We'll make a simple JavaScript call to call this, and return the Queue status. The function below shows how the code would look to perform this task. It's a mixture of JavaScript and jQuery, so you'd need to make sure the page you are testing with is using jQuery for this example to work.
var Instant = {
    getQueueStatus: function (queueID) {
        var url = "http://192.168.1.214:8080/ITFramework/webclient?getSTStatus=" + queueID;
        
        $.ajax({
            url: url,
            type: "GET",
            complete: function(result){
                status = $.trim(result.responseText);
                if (status === "na") {
                    console.log("Queue is offline, or doesn't exist."); // Log the message out to the Chrome/Firefox/Firebug console
                }
                else if (status === "STATUS_ACTIVE") {
                    console.log("Queue is online."); // Log the message out to the Chrome/Firefox/Firebug console
                }
                else if (status === "STATUS_AWAY") {
                    console.log("Queue is unavailable. All experts are unavailable/offline."); // Log the message out to the Chrome/Firefox/Firebug console
                }
                else {
                    console.log("Queue may be available, check it's status in Sametime."); // Log the message out to the Chrome/Firefox/Firebug console
            }              
        });
    }
}
In the code above, we've created a function getQueueStatus inside our Instant object that takes the Queue ID as a parameter. We build a 'url' variable with the FQDN to our Queue Server, and the Queue ID that we passed in. Once we have that, we do a simple AJAX GET request to the url variable we built. Once we get the response, our code with run through the 'complete:' section of our code and it will assess what the server has returned. We use jQuery's $.trim() function to strip any '\n' line breaks that may be returned with the data. The API call could return up to 12 responses, but we are only really concerned with 3.
  • If we get 'na' as a response, the Queue is offline in Sametime, or it isn't a valid queue. This means our server can't see it. For this we are writing out to the Chrome/Firebug console Queue is offline, or doesn't exist. 
  •  If we get 'STATUS_ACTIVE', our server can see the queue, it's online. For this we'll write out Queue is online.
  • The other response we'd want to check for this the 'STATUS_AWAY' response, this means that the queue is online, but that all experts are currently busy. 
 Inside these if statements, you could write your own code to execute when these status' are returned. You could have this function load with the page, and if the server returns 'na' you could disable the chat button and give a message the the chat feature is currently disabled.

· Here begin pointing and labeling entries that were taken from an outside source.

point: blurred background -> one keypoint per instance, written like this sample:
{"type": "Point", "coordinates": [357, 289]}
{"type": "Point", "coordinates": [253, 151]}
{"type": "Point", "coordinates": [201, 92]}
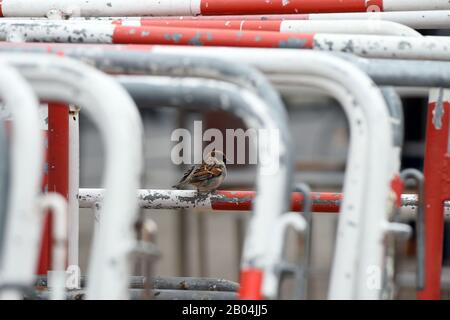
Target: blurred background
{"type": "Point", "coordinates": [208, 243]}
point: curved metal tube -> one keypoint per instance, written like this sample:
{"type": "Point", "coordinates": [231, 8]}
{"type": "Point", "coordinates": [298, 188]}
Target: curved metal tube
{"type": "Point", "coordinates": [357, 156]}
{"type": "Point", "coordinates": [418, 178]}
{"type": "Point", "coordinates": [22, 225]}
{"type": "Point", "coordinates": [301, 290]}
{"type": "Point", "coordinates": [276, 201]}
{"type": "Point", "coordinates": [4, 181]}
{"type": "Point", "coordinates": [195, 93]}
{"type": "Point", "coordinates": [116, 116]}
{"type": "Point", "coordinates": [291, 62]}
{"type": "Point", "coordinates": [374, 27]}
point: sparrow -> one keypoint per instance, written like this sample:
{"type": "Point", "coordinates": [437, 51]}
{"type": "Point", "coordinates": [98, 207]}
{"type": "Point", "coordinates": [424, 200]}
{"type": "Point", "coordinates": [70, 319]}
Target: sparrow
{"type": "Point", "coordinates": [205, 177]}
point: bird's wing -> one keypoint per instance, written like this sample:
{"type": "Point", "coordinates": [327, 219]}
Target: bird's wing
{"type": "Point", "coordinates": [206, 172]}
{"type": "Point", "coordinates": [187, 174]}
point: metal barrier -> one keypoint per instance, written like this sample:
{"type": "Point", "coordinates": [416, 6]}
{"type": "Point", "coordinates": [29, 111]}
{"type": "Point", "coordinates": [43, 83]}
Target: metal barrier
{"type": "Point", "coordinates": [115, 114]}
{"type": "Point", "coordinates": [57, 205]}
{"type": "Point", "coordinates": [379, 27]}
{"type": "Point", "coordinates": [4, 181]}
{"type": "Point", "coordinates": [372, 184]}
{"type": "Point", "coordinates": [272, 186]}
{"type": "Point", "coordinates": [296, 57]}
{"type": "Point", "coordinates": [429, 19]}
{"type": "Point", "coordinates": [64, 8]}
{"type": "Point", "coordinates": [22, 223]}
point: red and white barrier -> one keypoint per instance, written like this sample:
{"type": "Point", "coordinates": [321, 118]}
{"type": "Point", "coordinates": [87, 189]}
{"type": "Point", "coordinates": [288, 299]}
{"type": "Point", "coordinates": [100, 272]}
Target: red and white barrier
{"type": "Point", "coordinates": [430, 19]}
{"type": "Point", "coordinates": [299, 26]}
{"type": "Point", "coordinates": [25, 8]}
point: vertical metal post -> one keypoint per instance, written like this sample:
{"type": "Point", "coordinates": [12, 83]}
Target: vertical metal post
{"type": "Point", "coordinates": [74, 186]}
{"type": "Point", "coordinates": [58, 168]}
{"type": "Point", "coordinates": [437, 189]}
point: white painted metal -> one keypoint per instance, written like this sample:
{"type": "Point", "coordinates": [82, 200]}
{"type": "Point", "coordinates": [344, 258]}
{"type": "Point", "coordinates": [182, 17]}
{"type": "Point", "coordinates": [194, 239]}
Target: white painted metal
{"type": "Point", "coordinates": [92, 8]}
{"type": "Point", "coordinates": [367, 182]}
{"type": "Point", "coordinates": [437, 19]}
{"type": "Point", "coordinates": [56, 31]}
{"type": "Point", "coordinates": [23, 225]}
{"type": "Point", "coordinates": [57, 205]}
{"type": "Point", "coordinates": [277, 247]}
{"type": "Point", "coordinates": [271, 183]}
{"type": "Point", "coordinates": [378, 27]}
{"type": "Point", "coordinates": [427, 48]}
{"type": "Point", "coordinates": [116, 116]}
{"type": "Point", "coordinates": [74, 185]}
{"type": "Point", "coordinates": [184, 199]}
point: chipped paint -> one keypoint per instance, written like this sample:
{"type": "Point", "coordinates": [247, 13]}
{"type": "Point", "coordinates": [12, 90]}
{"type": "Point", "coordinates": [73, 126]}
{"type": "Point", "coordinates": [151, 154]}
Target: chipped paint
{"type": "Point", "coordinates": [438, 110]}
{"type": "Point", "coordinates": [292, 43]}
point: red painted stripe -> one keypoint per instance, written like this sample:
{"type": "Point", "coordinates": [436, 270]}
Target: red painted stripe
{"type": "Point", "coordinates": [58, 172]}
{"type": "Point", "coordinates": [209, 37]}
{"type": "Point", "coordinates": [270, 17]}
{"type": "Point", "coordinates": [217, 24]}
{"type": "Point", "coordinates": [328, 202]}
{"type": "Point", "coordinates": [250, 284]}
{"type": "Point", "coordinates": [437, 189]}
{"type": "Point", "coordinates": [220, 7]}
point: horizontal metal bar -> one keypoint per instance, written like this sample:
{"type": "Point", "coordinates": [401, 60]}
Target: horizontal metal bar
{"type": "Point", "coordinates": [167, 283]}
{"type": "Point", "coordinates": [429, 19]}
{"type": "Point", "coordinates": [65, 8]}
{"type": "Point", "coordinates": [139, 294]}
{"type": "Point", "coordinates": [327, 202]}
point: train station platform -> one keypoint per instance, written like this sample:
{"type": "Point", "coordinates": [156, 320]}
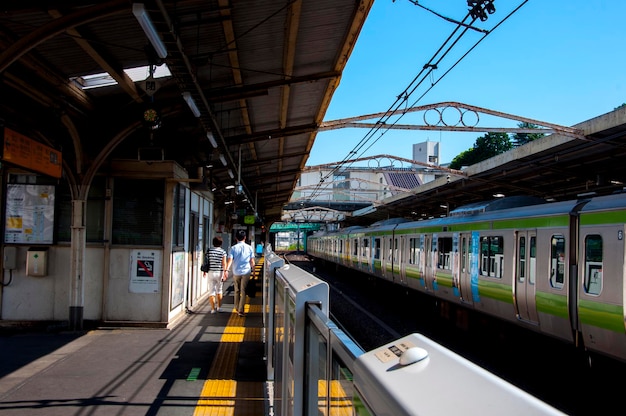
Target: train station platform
{"type": "Point", "coordinates": [209, 364]}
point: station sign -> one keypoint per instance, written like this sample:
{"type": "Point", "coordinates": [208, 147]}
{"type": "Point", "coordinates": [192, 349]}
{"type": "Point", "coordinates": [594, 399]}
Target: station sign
{"type": "Point", "coordinates": [23, 151]}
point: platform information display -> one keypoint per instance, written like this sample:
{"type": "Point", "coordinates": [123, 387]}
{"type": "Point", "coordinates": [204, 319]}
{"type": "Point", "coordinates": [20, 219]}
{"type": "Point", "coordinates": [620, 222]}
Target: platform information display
{"type": "Point", "coordinates": [29, 214]}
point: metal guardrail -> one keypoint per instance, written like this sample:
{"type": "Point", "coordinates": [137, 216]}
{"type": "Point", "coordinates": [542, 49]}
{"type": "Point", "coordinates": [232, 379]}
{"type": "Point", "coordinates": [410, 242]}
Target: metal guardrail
{"type": "Point", "coordinates": [314, 367]}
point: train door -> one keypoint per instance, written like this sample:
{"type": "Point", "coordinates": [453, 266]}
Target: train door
{"type": "Point", "coordinates": [404, 258]}
{"type": "Point", "coordinates": [525, 276]}
{"type": "Point", "coordinates": [465, 281]}
{"type": "Point", "coordinates": [395, 259]}
{"type": "Point", "coordinates": [377, 257]}
{"type": "Point", "coordinates": [386, 257]}
{"type": "Point", "coordinates": [430, 261]}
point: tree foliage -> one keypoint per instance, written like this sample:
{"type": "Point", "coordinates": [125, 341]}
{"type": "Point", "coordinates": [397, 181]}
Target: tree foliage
{"type": "Point", "coordinates": [523, 138]}
{"type": "Point", "coordinates": [492, 144]}
{"type": "Point", "coordinates": [489, 145]}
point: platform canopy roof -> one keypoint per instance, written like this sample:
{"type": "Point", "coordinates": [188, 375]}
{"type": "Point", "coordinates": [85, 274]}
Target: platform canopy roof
{"type": "Point", "coordinates": [260, 75]}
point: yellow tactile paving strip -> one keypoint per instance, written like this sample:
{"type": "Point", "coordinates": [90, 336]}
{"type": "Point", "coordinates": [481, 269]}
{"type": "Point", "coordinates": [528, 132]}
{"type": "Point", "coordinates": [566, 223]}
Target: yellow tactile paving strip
{"type": "Point", "coordinates": [221, 394]}
{"type": "Point", "coordinates": [340, 404]}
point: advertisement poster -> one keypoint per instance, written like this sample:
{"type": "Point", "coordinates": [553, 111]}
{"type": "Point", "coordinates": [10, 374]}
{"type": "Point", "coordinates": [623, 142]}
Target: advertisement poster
{"type": "Point", "coordinates": [29, 214]}
{"type": "Point", "coordinates": [145, 271]}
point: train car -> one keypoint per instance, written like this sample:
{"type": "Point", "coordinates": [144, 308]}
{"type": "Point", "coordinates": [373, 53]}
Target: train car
{"type": "Point", "coordinates": [556, 268]}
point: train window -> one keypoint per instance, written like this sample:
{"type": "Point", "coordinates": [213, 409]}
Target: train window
{"type": "Point", "coordinates": [491, 256]}
{"type": "Point", "coordinates": [413, 250]}
{"type": "Point", "coordinates": [521, 260]}
{"type": "Point", "coordinates": [365, 250]}
{"type": "Point", "coordinates": [445, 252]}
{"type": "Point", "coordinates": [533, 260]}
{"type": "Point", "coordinates": [463, 253]}
{"type": "Point", "coordinates": [592, 283]}
{"type": "Point", "coordinates": [395, 250]}
{"type": "Point", "coordinates": [557, 261]}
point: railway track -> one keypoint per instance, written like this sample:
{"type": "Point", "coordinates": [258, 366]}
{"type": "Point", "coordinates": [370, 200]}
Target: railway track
{"type": "Point", "coordinates": [375, 312]}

The other API call which we have surfaced is a way for you to get the number of available experts in the requested Queue. The code itself is almost identical to the code above, except we are requesting a different API endpoint URL:
The JavaScript below lays out this API call simply.

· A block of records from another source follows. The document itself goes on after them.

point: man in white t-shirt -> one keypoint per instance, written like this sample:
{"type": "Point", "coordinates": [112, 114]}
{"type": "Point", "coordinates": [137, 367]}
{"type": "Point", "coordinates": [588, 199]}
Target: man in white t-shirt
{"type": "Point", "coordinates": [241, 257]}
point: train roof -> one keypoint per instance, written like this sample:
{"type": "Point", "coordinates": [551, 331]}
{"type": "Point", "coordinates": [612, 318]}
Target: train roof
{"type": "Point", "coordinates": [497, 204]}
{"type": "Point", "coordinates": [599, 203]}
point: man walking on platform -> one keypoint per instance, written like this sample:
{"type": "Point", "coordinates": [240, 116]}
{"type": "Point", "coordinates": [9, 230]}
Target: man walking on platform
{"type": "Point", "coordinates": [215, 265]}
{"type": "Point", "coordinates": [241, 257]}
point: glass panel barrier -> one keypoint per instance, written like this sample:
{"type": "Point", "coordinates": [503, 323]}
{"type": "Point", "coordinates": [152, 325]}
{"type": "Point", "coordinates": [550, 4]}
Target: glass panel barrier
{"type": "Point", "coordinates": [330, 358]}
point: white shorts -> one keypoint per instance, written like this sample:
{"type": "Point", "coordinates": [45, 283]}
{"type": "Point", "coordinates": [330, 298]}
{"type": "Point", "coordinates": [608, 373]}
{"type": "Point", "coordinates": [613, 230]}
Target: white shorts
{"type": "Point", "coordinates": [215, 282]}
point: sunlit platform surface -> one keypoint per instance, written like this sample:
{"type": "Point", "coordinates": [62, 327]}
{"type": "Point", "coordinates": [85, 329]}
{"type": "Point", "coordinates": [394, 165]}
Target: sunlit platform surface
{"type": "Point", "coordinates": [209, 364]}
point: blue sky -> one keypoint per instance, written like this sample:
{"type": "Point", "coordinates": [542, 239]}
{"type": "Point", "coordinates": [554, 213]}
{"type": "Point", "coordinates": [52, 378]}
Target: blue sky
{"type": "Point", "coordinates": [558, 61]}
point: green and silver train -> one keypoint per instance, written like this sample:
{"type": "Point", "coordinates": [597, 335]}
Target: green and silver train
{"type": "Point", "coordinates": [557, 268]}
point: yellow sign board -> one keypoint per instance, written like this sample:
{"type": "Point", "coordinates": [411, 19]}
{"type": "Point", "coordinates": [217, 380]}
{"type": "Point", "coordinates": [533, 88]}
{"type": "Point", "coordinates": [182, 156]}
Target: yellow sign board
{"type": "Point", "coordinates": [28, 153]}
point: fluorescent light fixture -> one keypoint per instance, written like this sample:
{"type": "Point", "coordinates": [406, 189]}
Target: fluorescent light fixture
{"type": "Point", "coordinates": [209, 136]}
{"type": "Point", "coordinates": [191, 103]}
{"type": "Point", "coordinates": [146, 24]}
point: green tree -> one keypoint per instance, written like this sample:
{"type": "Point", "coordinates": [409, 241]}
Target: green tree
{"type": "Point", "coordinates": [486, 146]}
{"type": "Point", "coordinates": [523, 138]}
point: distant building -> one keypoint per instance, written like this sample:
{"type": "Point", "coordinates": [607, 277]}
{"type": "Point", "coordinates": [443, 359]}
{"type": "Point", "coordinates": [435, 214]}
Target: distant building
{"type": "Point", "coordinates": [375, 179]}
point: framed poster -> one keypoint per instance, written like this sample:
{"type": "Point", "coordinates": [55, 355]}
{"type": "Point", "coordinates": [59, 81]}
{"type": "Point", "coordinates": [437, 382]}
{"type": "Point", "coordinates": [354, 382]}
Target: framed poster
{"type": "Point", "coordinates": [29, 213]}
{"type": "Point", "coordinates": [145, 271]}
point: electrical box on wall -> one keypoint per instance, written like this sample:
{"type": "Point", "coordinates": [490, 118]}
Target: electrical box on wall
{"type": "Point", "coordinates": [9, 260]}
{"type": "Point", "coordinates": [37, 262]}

getAvailableExpertCount: function (queueID) {
    var url = "http://192.168.1.214:8080/ITFramework/webclient?getQueueExpertsReady=" + queueID; // Change this to the FQDN of your IQM server

    $.ajax({
        url: url,
        type: "GET",
        complete: function(result){
                count = $.trim(result.responseText);
                console.log("Experts available: " + count);
        }
    });
}
Just like the first block of code, we set a URL using our FQDN and Queue ID, and perform a simple AJAX GET to the URL that we built. We trim the response, and console out the number of experts that we have in the Queue available. This response could be set into a variable itself, which maybe you would want to include in a counter somewhere on the page to show visitors how many agents are there to help. Because this is all JavaScript, it is very flexible to wire these API calls into your website to perform some basic to advanced tasks.